What is Consumption Smoothing
Consumption smoothing tries to describe the ways in which people try to optimize their lifetime standard of living by ensuring a proper balance of spending and saving during the different phases of their life.
Those who overspend and put off saving for retirement to enjoy a higher standard of living often have to work longer or reduce their standard of living in retirement. Those who over save will live a more frugal lifestyle while working to enjoy a better lifestyle while retired. In each case, the overall standard of living is less than optimal.
BREAKING DOWN Consumption Smoothing
Saving for retirement is a delicate balancing act. By having a better understanding of the saving and spending requirements to smooth out the standard of living, one can have a higher overall standard of living, at least in theory. But this is easier said than done, and striking this balance is one of the major challenges of financial planning.
As an economics concept, consumption smoothing captures the desire of people to have a stable path of consumption. This invites a number of related areas of study, such as behavioral economics, psychology and even anthropology.

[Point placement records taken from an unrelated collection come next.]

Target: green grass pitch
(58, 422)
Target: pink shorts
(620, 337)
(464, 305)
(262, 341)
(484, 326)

Humans dislike and go to great lengths to eliminate uncertainty in their day to day lives. Consumption smoothing is an economics attempt to identify how they go about this, from the angle of consumption (spending) patterns.
Consumption smoothing has some validity in the short-run, but the long-term predictive value is mixed. Because it is hard to anticipate future events, such as a change in income (be it a raise or loss of employment), the tax code or unforeseen tragic events (loss of a loved one), it's even harder to predict future consumption patterns.
It is common to take mental shortcuts, especially when faced with a lot of data, which makes anticipating their next moves challenging. As a model of consumption desire, consumption smoothing continues to adapt and refine its methodologies to meet the changing nature of spending patterns. For instance, since the early 80s, Americans have steadily increased healthcare spending as a percentage of GDP, while consumption of food-related items has remained flat, relatively. Consumption smoothing would seek to describe these changes in spending in economic terms.